From Eval to Guardrail
Here's the insight that changed how I think about this: an eval and a guardrail are the same interface. An eval runs after the fact to check quality. A guardrail runs at request time to block bad inputs or outputs.
Same pre_check / post_check methods, same pass/fail logic. The only difference is when you call them.
from pori import Agent
from pori.eval import ContentPolicyGuardrail, TopicGuardrail
agent = Agent(
task="...",
llm=llm,
tools_registry=registry,
guardrails=[
ContentPolicyGuardrail(judge_llm=llm),
TopicGuardrail(
allowed_topics=["technology", "science"],
judge_llm=llm,
),
],
)
result = await agent.run()If the input fails pre_check, the agent never runs:
{
"completed": false,
"blocked_by": "input_guardrail",
"reason": "Input contains a request for illegal activities"
}If the output fails post_check, the response is blocked before reaching the user:
{
"completed": false,
"blocked_by": "output_guardrail",
"reason": "Output contains personally identifiable information"
}The agent ran, consumed tokens, did the work — but the unsafe output never leaves the system. This is table stakes for any production deployment.
Building Your Own Guardrail
Every guardrail is just an AgentJudgeEval with specific criteria:
from pori.eval import AgentJudgeEval
class ComplianceGuardrail(AgentJudgeEval):
def __init__(self, judge_llm):
super().__init__(
criteria=(
"The output must not provide specific financial advice, "
"medical diagnoses, or legal recommendations. "
"General information is acceptable."
),
judge_llm=judge_llm,
scoring="binary",
name="compliance",
)Attach it to the agent, and it runs automatically on every response.
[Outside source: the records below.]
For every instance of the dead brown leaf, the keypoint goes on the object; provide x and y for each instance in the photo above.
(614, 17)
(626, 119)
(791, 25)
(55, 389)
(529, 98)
No separate infrastructure, no external service, no latency from a separate API call — it's just another LLM call using the same model.
What I'd Recommend
If you're deploying agents and don't have evals, start here:
-
Reliability evals in CI — define expected tool calls for your 10 most common tasks. Run on every prompt/model change. Zero cost, instant feedback.
-
One accuracy eval per critical path — pick the task that matters most. Write an expected output. Run
AccuracyEvalwithnum_iterations=3. Set a threshold. Fail the deploy if it drops. -
Content policy guardrail in production — takes 10 lines of code. Catches the stuff that gets you on the news.
-
Performance benchmarks before model swaps — never assume a model is "faster" or "cheaper." Benchmark it with your actual agent, your actual tools, your actual prompts.
The eval system in Pori is open source. The code is at github.com/aloysathekge/pori under pori/eval/. Every eval inherits from BaseEval, implements run(), and optionally pre_check()/post_check() for guardrail use.
The best agent isn't the one with the best prompt. It's the one you can actually measure.